Anonymous 8/16/2025, 12:12:16 AM No.16752301

>>16751904 (OP)
UH... 7?

Anonymous 8/16/2025, 1:20:11 AM No.16752357

>>16751904 (OP)
0 because 10^(2^(n-1)) is a factor of 10^(2^((n-1))+(n-2)) and therefore the numerator simplifies to 1-1 which is 0 for all n.

Anonymous 8/16/2025, 1:51:20 AM No.16752385 >>16752434

quick maths.png md5: 63b4554f... 🔍

Anonymous 8/16/2025, 3:00:20 AM No.16752434 >>16752438 >>16753147

>>16752385
calculating the sum of the first 20 terms with python gets me 1.1223445678901234 so this seems inaccurate

Anonymous 8/16/2025, 3:08:18 AM No.16752438

>>16752434
nvm I'm off but the image is off as well.
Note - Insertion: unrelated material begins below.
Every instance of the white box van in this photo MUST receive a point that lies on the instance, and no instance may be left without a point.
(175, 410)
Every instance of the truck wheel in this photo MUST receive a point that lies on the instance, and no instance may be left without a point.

Anonymous 8/16/2025, 11:31:07 PM No.16753147 >>16754852

to n=12.gif md5: 3e0d7f74... 🔍

>>16752434
https://www.wolframalpha.com/input?i=Sum%5B%2810%5E2%5E%28n+-+1%29+-+1%29%2F%289+10%5E%282%5E%28n+-+1%29+%2B+n+-+2%29%29%2C+%7Bn%2C+1%2C+12%7D%5D

Anonymous 8/18/2025, 9:57:12 PM No.16754835

Bump

Anonymous 8/18/2025, 10:16:07 PM No.16754852 >>16754854

Screenshot_2025-08-18_22.15.17.png md5: fae98128... 🔍

>>16753147
That is rather curious.

Anonymous 8/18/2025, 10:17:38 PM No.16754854

>>16754852
Minor mistake, that last 8 in the first row of the n = 12 section should be one row lower to actually give us nine 8s.
Anyway I don't really understand infinite sums so maybe this is only curious to me.